Further, the WSIB has published an “adjudicated approach document” to summarize its approach to COVID-19 related claims (accessible here).  Such claims will be determined on a case-by-case basis, and the WSIB will consider whether the nature of the worker’s employment creates a risk of contracting COVID-19 to which the public at large is not normally exposed, and whether the worker’s COVID-19 condition has been confirmed.  For a COVID-19 claim to succeed, the worker must demonstrate his or her employment created an elevated risk of contracting COVID-19. 

The document outlines several factors the WSIB may consider when determining a worker’s entitlement in a COVID-19 claim:

  • when considering the nature of work, 
    • has a contact source to COVID-19 within the workplace been identified?
    • does the nature and location of employment activities place the worker at risk for exposure?
    • was there an opportunity for transmission of COVID-19 in the workplace?
  • when considering the specific condition of the employee,
    • is the incubation period, the time from the date of exposure and the onset of illness, clinically compatible with COVID-19 that has been established to exist in the workplace?
    • has a medical diagnosis been confirmed?  If not, are the worker’s symptoms clinically compatible with the symptoms produced by COVID-19?  Is this supported by an assessment from a registered health professional?

Finally, the document also states there is no coverage for workers who are symptom-free, even when quarantined or sent home on a precautionary basis. However, symptom-free workers who develop symptoms or illness while in quarantine may be eligible for WSIB benefits.

 

Employer Health Tax Exemption

The Ontario Government also announced a five-month relief period for Ontario businesses who are unable to file or remit certain provincial taxes on time due to the extraordinary circumstances caused by the COVID-19 pandemic.  

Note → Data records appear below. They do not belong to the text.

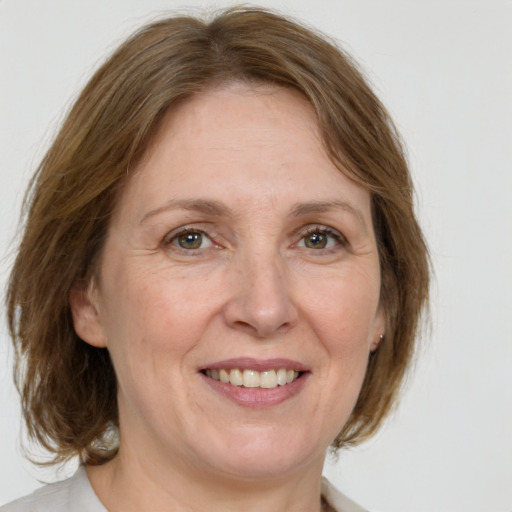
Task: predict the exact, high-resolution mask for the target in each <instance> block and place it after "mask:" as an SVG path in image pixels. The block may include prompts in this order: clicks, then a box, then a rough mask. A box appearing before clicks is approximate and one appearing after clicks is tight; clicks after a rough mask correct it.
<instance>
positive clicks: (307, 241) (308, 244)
mask: <svg viewBox="0 0 512 512" xmlns="http://www.w3.org/2000/svg"><path fill="white" fill-rule="evenodd" d="M328 242H329V237H328V235H326V234H325V233H311V234H309V235H307V236H305V237H304V245H305V246H306V247H307V248H308V249H325V248H326V247H327V243H328Z"/></svg>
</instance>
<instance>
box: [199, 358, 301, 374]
mask: <svg viewBox="0 0 512 512" xmlns="http://www.w3.org/2000/svg"><path fill="white" fill-rule="evenodd" d="M234 368H237V369H239V370H256V371H259V372H263V371H265V370H279V369H280V368H285V369H287V370H296V371H298V372H306V371H308V368H307V367H306V366H305V365H304V364H302V363H300V362H299V361H294V360H292V359H285V358H274V359H254V358H252V357H238V358H233V359H225V360H223V361H215V362H214V363H211V364H207V365H205V366H204V367H202V368H201V370H232V369H234Z"/></svg>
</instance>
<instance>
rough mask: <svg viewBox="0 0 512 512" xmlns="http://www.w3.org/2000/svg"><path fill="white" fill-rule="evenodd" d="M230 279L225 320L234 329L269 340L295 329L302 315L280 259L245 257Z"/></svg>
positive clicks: (262, 255)
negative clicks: (280, 334)
mask: <svg viewBox="0 0 512 512" xmlns="http://www.w3.org/2000/svg"><path fill="white" fill-rule="evenodd" d="M230 277H231V279H230V282H231V293H230V297H229V299H228V300H227V302H226V304H225V307H224V318H225V321H226V323H227V324H228V325H229V326H230V327H231V328H233V329H237V330H240V331H243V332H245V333H247V334H250V335H251V336H254V337H256V338H269V337H272V336H274V335H277V334H282V333H285V332H287V331H288V330H289V329H291V328H292V327H293V326H294V325H295V323H296V321H297V318H298V313H297V309H296V306H295V304H294V302H293V301H292V299H291V297H290V282H289V281H290V279H289V278H288V277H287V271H286V268H285V265H284V263H283V262H282V261H281V258H280V257H279V256H278V255H276V254H272V253H271V254H268V255H263V254H261V253H259V254H253V255H251V256H249V257H245V258H244V257H241V258H240V260H239V261H238V262H237V265H236V268H232V269H231V276H230Z"/></svg>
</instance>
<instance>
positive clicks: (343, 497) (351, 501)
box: [322, 477, 367, 512]
mask: <svg viewBox="0 0 512 512" xmlns="http://www.w3.org/2000/svg"><path fill="white" fill-rule="evenodd" d="M322 496H323V497H324V499H325V501H327V503H328V504H329V505H330V506H331V508H332V509H333V510H334V511H335V512H367V510H366V509H364V508H362V507H361V506H360V505H358V504H357V503H355V502H354V501H352V500H351V499H350V498H347V496H345V495H344V494H342V493H341V492H340V491H338V489H336V487H334V486H333V485H332V484H331V483H330V482H329V481H328V480H327V478H325V477H322Z"/></svg>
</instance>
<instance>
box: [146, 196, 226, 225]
mask: <svg viewBox="0 0 512 512" xmlns="http://www.w3.org/2000/svg"><path fill="white" fill-rule="evenodd" d="M171 210H189V211H193V212H201V213H205V214H206V215H214V216H219V217H220V216H227V217H229V216H231V215H232V213H231V210H230V209H229V208H227V207H226V206H224V205H223V204H222V203H220V202H219V201H212V200H206V199H178V200H171V201H168V202H167V203H165V204H164V205H163V206H160V207H158V208H155V209H154V210H150V211H149V212H147V213H145V214H144V215H143V216H142V218H141V219H140V222H139V224H143V223H144V222H146V221H147V220H148V219H149V218H151V217H154V216H155V215H158V214H160V213H163V212H166V211H171Z"/></svg>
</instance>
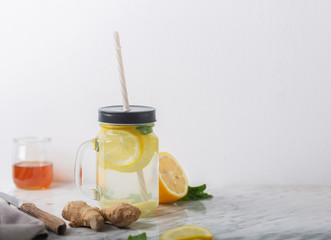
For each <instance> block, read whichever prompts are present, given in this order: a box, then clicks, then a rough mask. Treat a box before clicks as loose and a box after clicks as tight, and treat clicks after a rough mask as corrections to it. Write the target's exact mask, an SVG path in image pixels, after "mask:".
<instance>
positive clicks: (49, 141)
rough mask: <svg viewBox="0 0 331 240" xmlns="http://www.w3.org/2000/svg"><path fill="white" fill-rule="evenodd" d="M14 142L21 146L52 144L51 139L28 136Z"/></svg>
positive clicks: (14, 138)
mask: <svg viewBox="0 0 331 240" xmlns="http://www.w3.org/2000/svg"><path fill="white" fill-rule="evenodd" d="M13 141H14V142H15V143H19V144H26V143H44V142H50V141H51V138H49V137H43V136H26V137H18V138H14V139H13Z"/></svg>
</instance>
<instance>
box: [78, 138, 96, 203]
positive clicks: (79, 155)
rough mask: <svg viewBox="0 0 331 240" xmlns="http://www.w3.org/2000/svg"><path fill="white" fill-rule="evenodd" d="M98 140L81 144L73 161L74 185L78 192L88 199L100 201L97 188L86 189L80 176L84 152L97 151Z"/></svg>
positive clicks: (83, 155)
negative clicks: (74, 170) (87, 198)
mask: <svg viewBox="0 0 331 240" xmlns="http://www.w3.org/2000/svg"><path fill="white" fill-rule="evenodd" d="M98 146H99V144H98V139H97V138H95V139H91V140H88V141H86V142H83V143H82V144H81V145H80V146H79V148H78V152H77V156H76V161H75V184H76V188H77V190H78V192H79V193H80V194H82V195H84V196H86V197H88V198H90V199H93V200H100V190H99V189H98V187H96V188H94V189H88V188H86V187H85V186H84V185H83V176H82V175H83V174H82V172H83V171H82V161H83V158H84V155H85V152H86V151H87V150H90V149H94V150H96V151H99V147H98Z"/></svg>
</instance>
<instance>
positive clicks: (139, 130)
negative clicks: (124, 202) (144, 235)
mask: <svg viewBox="0 0 331 240" xmlns="http://www.w3.org/2000/svg"><path fill="white" fill-rule="evenodd" d="M99 122H100V126H101V131H100V132H99V134H98V135H97V137H96V138H95V139H91V140H89V141H86V142H85V143H83V144H82V145H81V147H80V148H79V150H78V154H77V158H76V165H75V182H76V186H77V189H78V191H79V192H80V193H82V194H83V195H85V196H87V197H90V198H92V199H95V200H98V201H99V205H100V207H109V206H110V205H112V204H115V203H118V202H127V203H131V204H135V205H136V206H137V207H139V208H140V209H141V210H142V213H143V214H145V215H146V214H148V213H150V212H152V211H153V210H154V209H155V208H156V207H157V206H158V202H159V182H158V181H159V165H158V147H159V142H158V138H157V136H156V135H155V133H154V132H153V126H154V122H155V109H154V108H151V107H146V106H135V105H134V106H130V111H129V112H124V111H123V108H122V106H109V107H103V108H100V109H99ZM88 149H94V150H95V151H96V153H97V154H96V155H97V157H96V163H97V183H96V188H95V189H87V188H86V187H85V186H84V185H83V182H84V181H83V180H82V175H81V172H82V160H83V156H84V154H85V151H86V150H88Z"/></svg>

This five-month relief period will begin April 1, 2020 and will end on August 31, 2020.  

The most significant change for employers is the temporary increase to the Employer Health Tax (EHT) exemption.  The EHT is a payroll tax on the remuneration paid to employees and to former employees.  The exemption will be increased from $490,000 to $1 million for 2020.  Therefore, businesses that pay less than $1 million in payroll for 2020 will be exempted from the EHT tax.  

 

Other Tax Deferrals

In addition to the EHT exemption, the Ontario Government will also allow the five-month interest and penalty-free period to apply to many other provincially administered taxes.

From April 1, 2020, to August 31, 2020, the Province will not apply any penalty or interest on any late-filed returns or incomplete or late tax payments under the following provincially administered taxes:

  • Employer Health Tax (as discussed above);
  • Tobacco Tax;
  • Fuel Tax;
  • Gas Tax;
  • Beer, Wine & Spirits Tax;
  • Mining Tax;
  • Insurance Premium Tax;
  • International Fuel Tax Agreement;
  • Retail Sales Tax on Insurance Contracts and Benefit Plans; and, 
  • Race Tracks Tax.

The relief from these taxes for the five-month interest and penalty-fee period is automatic.  Businesses who are unable to file their returns or remittances during the relief period do not need to contact the Ministry of Finance.  

For more information on the Ontario Government’s tax deferrals, please visit their website (accessible here).  

 

Our firm will continue to provide you with updates as the Federal and Ontario Governments’ responses to the COVID-19 pandemic evolves.